Some of the things we are working on:
- generate an alternative version of a bot message to fit a different writing style or bot persona
- generate an alternative version of a message to fit the user’s context
- generate training data for intents or entity phrases
- generate suggestions for intents
- converse with our virtual assistants to test them and test the edges of their capabilities
There is a lot more that we will be sharing in due course that is even more exciting, but these initial changes will improve the design experience significantly.
Finally, an initiative that I am particularly excited about is the investment we are making in creating great training material and a training platform for OpenDialog. At OpenDialog we always stress that the ideas underpinning our approach are core to what we do and how we understand the platform. We have strong opinions about what Conversational Applications are and what the job of designing such applications entails. As such, it is crucial that we provide training material that clearly explains all of this and makes it easy for both new and season conversation designers to get started.

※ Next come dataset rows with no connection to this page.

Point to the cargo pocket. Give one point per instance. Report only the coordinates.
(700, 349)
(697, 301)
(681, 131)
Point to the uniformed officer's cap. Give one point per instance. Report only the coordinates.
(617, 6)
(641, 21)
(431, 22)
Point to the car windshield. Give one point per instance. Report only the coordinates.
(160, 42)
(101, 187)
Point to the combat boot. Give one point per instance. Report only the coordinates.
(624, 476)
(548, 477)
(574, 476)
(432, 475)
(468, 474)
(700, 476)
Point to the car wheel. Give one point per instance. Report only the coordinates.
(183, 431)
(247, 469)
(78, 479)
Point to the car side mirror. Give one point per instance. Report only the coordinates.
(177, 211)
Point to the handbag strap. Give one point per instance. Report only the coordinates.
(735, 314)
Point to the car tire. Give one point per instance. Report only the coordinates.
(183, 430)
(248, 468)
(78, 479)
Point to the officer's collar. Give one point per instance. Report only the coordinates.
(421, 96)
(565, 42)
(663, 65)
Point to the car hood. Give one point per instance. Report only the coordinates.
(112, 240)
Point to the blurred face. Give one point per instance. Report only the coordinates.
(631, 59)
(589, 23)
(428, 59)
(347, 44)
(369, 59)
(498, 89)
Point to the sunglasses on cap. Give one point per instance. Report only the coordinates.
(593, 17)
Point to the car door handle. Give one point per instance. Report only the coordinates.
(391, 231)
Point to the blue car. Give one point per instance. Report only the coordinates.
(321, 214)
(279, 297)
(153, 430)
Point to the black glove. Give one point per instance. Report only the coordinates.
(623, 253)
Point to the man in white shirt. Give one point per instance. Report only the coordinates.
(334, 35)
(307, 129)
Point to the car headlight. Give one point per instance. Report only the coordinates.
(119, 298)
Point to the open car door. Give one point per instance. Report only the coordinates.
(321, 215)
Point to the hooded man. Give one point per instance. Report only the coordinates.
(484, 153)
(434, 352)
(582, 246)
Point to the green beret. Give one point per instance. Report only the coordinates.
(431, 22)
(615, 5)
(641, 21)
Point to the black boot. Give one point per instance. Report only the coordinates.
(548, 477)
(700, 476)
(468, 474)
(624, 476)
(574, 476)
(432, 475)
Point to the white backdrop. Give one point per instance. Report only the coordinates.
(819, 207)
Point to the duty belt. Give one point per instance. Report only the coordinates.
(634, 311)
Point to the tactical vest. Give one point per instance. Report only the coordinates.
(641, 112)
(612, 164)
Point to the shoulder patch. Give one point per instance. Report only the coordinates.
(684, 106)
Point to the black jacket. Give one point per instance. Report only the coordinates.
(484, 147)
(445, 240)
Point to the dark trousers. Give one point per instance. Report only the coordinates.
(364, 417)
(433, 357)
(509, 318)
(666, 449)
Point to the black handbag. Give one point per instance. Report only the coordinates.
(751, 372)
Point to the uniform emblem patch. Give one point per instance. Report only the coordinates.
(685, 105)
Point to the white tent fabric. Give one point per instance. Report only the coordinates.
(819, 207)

We will be releasing our early this year and sharing more then.
As we work on our roadmap and goal to make OpenDialog a complete and proactive platform that co-designs conversational applications, it is also worth sharing a couple of thoughts on where we see the broader Conversational AI space.
Conversational AI is in a really interesting place. On the one hand, the support for enterprises to deliver this capability at scale is maturing. We are past the hesitations of earlier years, the hype and subsequent disappointment that surrounded the space. The question is no longer whether Conversational AI should be considered but when and how the journey should start. On the other hand, Conversational AI technologies are moving at breakneck speed. There is something new and shiny every week it seems like, and the pace is picking up.
That is something that at OpenDialog we always expected (allow me this self-indulgent moment) and why we explicitly focused on how we can define a core model and fundamentals that can adapt to change. Our hypothesis, from the get-go, was that language capabilities would keep evolving quickly, and one of the big goals of a Conversational AI platform should be to empower you to incorporate new capabilities without having to do everything from scratch every year. For example, if there is a better Question & Answer technology that you can incorporate you should be able to do that without re-designing the entire application. If you want to upgrade your intent recognition capability, it should drop into your solution without impacting anything else. If you can now automatically generate messages or write the description of the message and have Generative AI do the rest your model and application should support that single change without impacting the rest.
We are excited to see all the new developments from an NLU perspective and are focusing on making them quickly and safely accessible to clients in a way that will work usefully today and remain relevant moving forward.
We are evolving the OpenDialog platform to become a proactive companion to the Conversation Designer. Our users should be able to focus on creating delightful experiences, always having access to the latest capabilities, on a platform that is safe, scalable and can accompany them into the future.